POTENCIAL DE POWERPLAY

Nada perturba mais as entradas de um adversário do que pegar a bola e o impacto disso só é aumentado se eles chegarem aos primeiros seis saldos quando as restrições de campo estiverem em vigor.

Liderada pelo ressurgente Jofra Archer, a Inglaterra conquistou 18 postigos nas primeiras seis partidas deste torneio, antes de empatar contra os Black Caps no Estádio Premadasa.

Apesar de começar a partida com uma bola mais lenta, como elemento surpresa Archer muitas vezes mostrou sua hostilidade, raramente caindo abaixo da marca de 90 mph com a nova bola. Ele foi o maior arremessador de postigos da competição, com oito de seus 10 escalpos ocorrendo nos primeiros seis saldos.

Jofra Archer conquistou os postigos mais altos da competição com oito

Jofra Archer conquistou os postigos mais altos da competição com oito

CHAMAR

O instinto serviu bem à consultoria da Inglaterra desde que chegou ao subcontinente, com o palpite de Brook de começar a defender o número 147 na estreia do Super Eights contra o Sri Lanka com o off-spinner Will Jacks – um jogador cuja taxa de economia atingiu 14 naquela fase – provando ser inspirador.

Na cabeça de Brook, foi uma briga entre Liam Dawson e Jacks, que levou três de 22 a caminho de conquistar o terceiro dos quatro gongos da partida.

Então foi Brook quem ficou em terceiro lugar pela primeira vez em sua carreira e conquistou 50 bolas de cem depois que o técnico Brendon McCullum sugeriu a promoção porque ‘o Paquistão é o seu time’. O jovem de 27 anos tem média de 84,1 contra eles em testes incluindo quatro séculos e suas pontuações mais altas são 317 e 62,7 em T20s.

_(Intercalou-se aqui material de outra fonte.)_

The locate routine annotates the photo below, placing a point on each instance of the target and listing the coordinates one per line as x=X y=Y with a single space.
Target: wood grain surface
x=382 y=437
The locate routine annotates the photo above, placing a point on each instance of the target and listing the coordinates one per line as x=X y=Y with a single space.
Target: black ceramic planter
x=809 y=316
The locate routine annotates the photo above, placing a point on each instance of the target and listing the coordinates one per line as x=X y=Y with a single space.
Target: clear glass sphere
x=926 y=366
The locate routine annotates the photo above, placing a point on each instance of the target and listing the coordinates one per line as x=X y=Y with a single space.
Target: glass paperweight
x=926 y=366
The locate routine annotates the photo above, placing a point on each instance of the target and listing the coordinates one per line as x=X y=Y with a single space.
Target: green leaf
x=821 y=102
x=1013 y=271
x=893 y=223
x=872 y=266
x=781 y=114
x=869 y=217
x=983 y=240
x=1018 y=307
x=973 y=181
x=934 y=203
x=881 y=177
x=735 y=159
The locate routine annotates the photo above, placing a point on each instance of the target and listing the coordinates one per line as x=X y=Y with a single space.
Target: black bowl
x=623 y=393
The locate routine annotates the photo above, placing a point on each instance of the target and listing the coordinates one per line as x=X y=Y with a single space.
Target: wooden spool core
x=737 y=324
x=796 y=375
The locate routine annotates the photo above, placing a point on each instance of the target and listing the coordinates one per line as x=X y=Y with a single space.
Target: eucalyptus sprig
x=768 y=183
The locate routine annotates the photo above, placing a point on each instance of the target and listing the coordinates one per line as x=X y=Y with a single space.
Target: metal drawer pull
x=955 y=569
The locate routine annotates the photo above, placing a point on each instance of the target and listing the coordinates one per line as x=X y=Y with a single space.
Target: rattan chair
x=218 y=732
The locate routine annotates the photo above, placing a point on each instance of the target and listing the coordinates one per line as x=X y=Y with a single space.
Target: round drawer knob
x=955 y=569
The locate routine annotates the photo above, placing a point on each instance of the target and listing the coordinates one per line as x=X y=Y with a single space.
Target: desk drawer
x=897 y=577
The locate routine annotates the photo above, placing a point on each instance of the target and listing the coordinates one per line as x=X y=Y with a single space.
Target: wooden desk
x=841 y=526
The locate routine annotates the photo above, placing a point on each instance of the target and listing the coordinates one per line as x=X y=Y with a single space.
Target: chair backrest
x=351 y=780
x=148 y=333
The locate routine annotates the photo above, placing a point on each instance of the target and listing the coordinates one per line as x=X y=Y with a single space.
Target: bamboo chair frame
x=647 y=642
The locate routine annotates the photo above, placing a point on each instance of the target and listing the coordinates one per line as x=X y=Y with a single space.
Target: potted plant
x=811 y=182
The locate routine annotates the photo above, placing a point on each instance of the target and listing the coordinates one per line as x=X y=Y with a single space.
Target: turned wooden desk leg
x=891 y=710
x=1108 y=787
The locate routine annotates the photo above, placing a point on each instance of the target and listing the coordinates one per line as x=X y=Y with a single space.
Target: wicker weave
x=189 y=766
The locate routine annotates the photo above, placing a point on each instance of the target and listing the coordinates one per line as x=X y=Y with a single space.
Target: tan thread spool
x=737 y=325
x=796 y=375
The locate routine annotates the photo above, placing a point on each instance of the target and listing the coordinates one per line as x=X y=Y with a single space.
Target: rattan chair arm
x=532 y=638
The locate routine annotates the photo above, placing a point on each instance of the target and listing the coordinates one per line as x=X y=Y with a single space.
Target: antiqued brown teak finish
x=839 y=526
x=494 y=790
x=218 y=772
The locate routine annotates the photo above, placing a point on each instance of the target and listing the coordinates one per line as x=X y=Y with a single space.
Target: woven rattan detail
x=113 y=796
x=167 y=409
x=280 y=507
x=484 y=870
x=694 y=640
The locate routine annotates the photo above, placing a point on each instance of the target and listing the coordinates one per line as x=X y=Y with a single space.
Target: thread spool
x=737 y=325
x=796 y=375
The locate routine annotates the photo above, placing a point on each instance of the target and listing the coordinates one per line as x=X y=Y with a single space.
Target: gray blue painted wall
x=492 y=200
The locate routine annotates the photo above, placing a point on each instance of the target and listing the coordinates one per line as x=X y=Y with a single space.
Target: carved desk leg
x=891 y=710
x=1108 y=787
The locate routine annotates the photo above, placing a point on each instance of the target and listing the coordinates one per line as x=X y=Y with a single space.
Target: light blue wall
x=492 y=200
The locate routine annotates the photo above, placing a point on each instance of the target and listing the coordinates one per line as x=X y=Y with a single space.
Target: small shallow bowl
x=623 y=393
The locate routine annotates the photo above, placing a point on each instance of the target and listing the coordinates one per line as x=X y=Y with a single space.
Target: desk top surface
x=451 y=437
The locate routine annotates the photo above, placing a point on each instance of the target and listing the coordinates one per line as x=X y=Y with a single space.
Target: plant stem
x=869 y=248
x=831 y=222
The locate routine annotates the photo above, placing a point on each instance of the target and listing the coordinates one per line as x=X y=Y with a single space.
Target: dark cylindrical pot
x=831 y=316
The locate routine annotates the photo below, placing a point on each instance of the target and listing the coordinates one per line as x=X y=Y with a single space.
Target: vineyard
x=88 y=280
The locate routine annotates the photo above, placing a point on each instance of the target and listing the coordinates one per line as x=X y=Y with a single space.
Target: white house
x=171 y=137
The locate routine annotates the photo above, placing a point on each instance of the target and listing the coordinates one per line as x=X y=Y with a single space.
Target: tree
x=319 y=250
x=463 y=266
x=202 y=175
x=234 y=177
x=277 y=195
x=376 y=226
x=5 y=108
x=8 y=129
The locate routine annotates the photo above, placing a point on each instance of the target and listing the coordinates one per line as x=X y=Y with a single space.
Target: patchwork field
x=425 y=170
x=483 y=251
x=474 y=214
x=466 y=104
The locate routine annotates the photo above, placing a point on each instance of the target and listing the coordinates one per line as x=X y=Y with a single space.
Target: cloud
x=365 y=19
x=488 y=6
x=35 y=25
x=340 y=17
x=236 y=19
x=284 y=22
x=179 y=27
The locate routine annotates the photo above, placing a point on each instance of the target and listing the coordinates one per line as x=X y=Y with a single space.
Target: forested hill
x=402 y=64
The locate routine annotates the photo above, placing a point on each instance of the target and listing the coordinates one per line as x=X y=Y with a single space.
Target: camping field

Valeu a pena.

Depois, contra os Kiwis, Brook manteve um Arqueiro no tanque e deu um giro na perna de Ahmed no 20º over.

O versátil Rehan Ahmed acertou 19 em 7 bolas para ajudar a Inglaterra contra a Nova Zelândia, mas foi altruísta diante da perspectiva de ser eliminado nas semifinais

O versátil Rehan Ahmed acertou 19 em 7 bolas para ajudar a Inglaterra contra a Nova Zelândia, mas foi altruísta diante da perspectiva de ser eliminado nas semifinais

ESPÍRITO DE EQUIPE

A reacção altruísta de Rehan Ahmed à perspectiva de ser eliminado das meias-finais destacou o foco desta emergente selecção inglesa.

“Sei que o equilíbrio da equipe neste momento é muito bom e é por isso que estamos na posição que estamos. Sou muito tranquilo”, disse ele, depois de pegar dois postigos Kiwi e quebrar uma invencibilidade de 19 em sete. ‘Não estou muito preocupado com minha posição. Acho que Baz e Brooky definitivamente colocarão em campo o time mais forte que eles acham que vencerá, como fizeram aqui.’

Enquanto isso, Jamie Overton, o homem que ele substituiu, disse coisas semelhantes em particular sobre a equipe que ficou em primeiro lugar.

E Jacks coroou tudo ao deixar claro para quem o time estava jogando, declarando antes de viajar de volta do Sri Lanka para a Índia que “esta é a era de Harry Brook”.